Altro che Bush vs. Kerry. A New York le elezioni nei giorni della Sfida erano invisibili più che mai. La città è democratica a prescindere dal risultato nazionale. Si sa. Nel 2000 Al Gore superò il rivale di 25 punti. Qualche spilletta dei "Bush Buster" venduta a Union Square; una manifestazione di una decina di comunisti americani; qualche cappellino con l'elefantino. Al massimo i manifesti Vote or Die, contro l'allergia degli americani per le elezioni. La Sfida, in questi giorni, era quella sul diamante. Ore di prepartita e record di ascolti in tv, inserti speciali sui giornali.
Quello che per tutti i newyorchesi rimarrà il Black Wednesday, era iniziato con l'invito del New York Post, tabloid più diffuso nella Grande Mela, a schierare il grande Babe Ruth, che si dice avesse maledetto – era il 1920 – i Boston Red Sox quando lo vendettero agli Yanks. Da allora la squadra del New England non avrebbe più vinto un campionato, l'ultima volta era il 1918! Un record che sembrava dover resistere anche quest'anno. E invece.

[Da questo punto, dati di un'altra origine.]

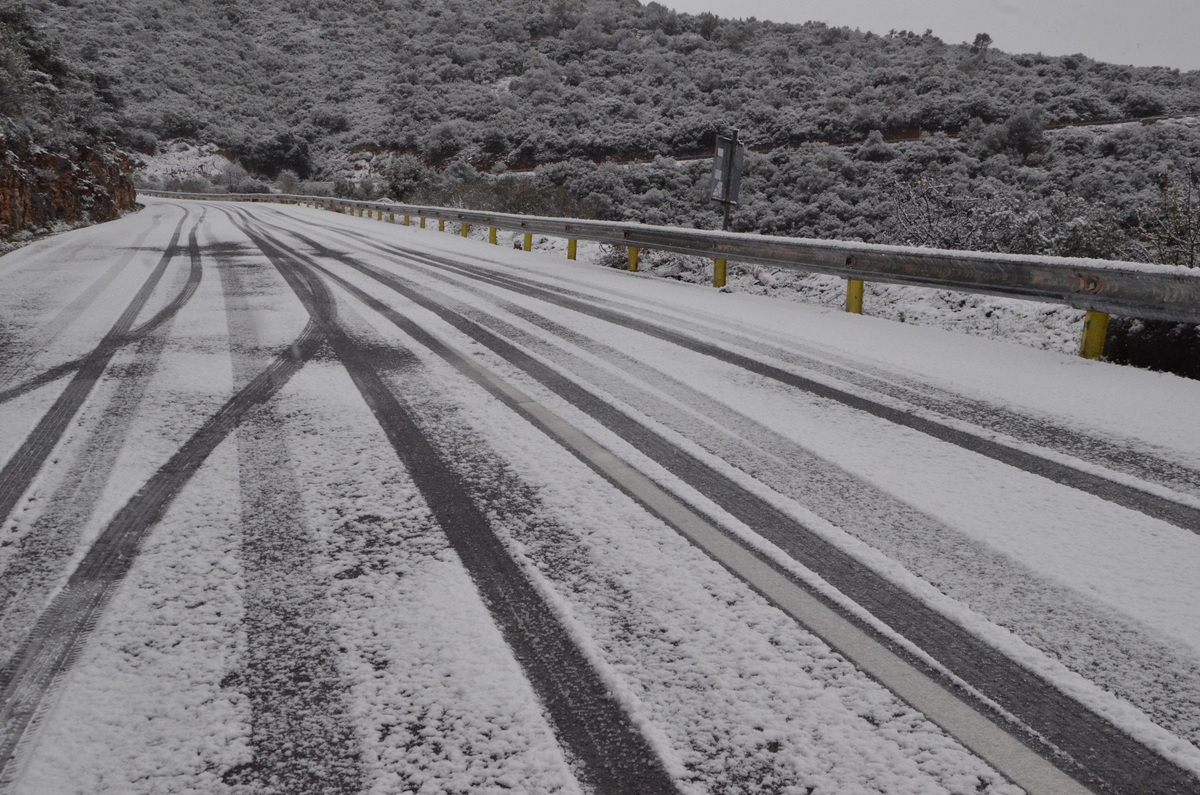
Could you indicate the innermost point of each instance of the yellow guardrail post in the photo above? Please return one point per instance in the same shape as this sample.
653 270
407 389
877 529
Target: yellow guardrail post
1096 330
855 296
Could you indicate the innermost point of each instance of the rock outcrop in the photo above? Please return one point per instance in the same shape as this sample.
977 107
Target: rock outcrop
40 187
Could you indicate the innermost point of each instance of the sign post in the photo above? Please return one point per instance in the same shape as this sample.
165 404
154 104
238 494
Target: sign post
724 189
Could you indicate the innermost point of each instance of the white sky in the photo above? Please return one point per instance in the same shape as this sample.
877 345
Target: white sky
1144 33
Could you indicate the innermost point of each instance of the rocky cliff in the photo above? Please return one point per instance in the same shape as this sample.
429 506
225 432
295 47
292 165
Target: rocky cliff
40 187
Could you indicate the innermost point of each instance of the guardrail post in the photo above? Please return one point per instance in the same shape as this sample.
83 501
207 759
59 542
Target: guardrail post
855 296
1096 330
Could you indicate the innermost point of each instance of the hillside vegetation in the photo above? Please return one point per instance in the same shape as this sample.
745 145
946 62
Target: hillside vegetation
300 83
57 165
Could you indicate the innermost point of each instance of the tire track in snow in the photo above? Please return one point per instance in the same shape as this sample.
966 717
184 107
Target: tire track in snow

Ma la serie tra Sox e Yankees di record ne ha battuti molti. Oltre a quello della rimonta, anche quello della partita più lunga addirittura due volte di fila. Gara 5 a Boston è arrivata al quattordicesimo inning (una normale ne dura nove): 5 ore e 49 minuti per una partita. Quando "Papi" Ortiz ha spedito la pallina al di là delle vecchie recinsioni del Park spezzando l'equilibrio e lanciando la rimonta. Le divise gessate delle star multietniche di New York non avrebbero più rivisto la luce. Né lo straordinario battitore giapponese Hideki Matsui, né Mariano Rivera, pitcher panamense, sarebbero riusciti a ribaltare le sorti della serie. "Dannati Yankees" gridava il Post all'indomani della disfatta quando uno degli idiots, così si definiscono tra loro i giocatori dei Sox, Johnny Damon dopo una serie quasi a digiuno ha schiantato ben due palline verso i 55mila dello Yankee Stadium. Ma anche il New York Times non c'andava leggero. "Collasso monumentale" era il titolone dell'inserto sportivo. E i giocatori erano definiti mercenari.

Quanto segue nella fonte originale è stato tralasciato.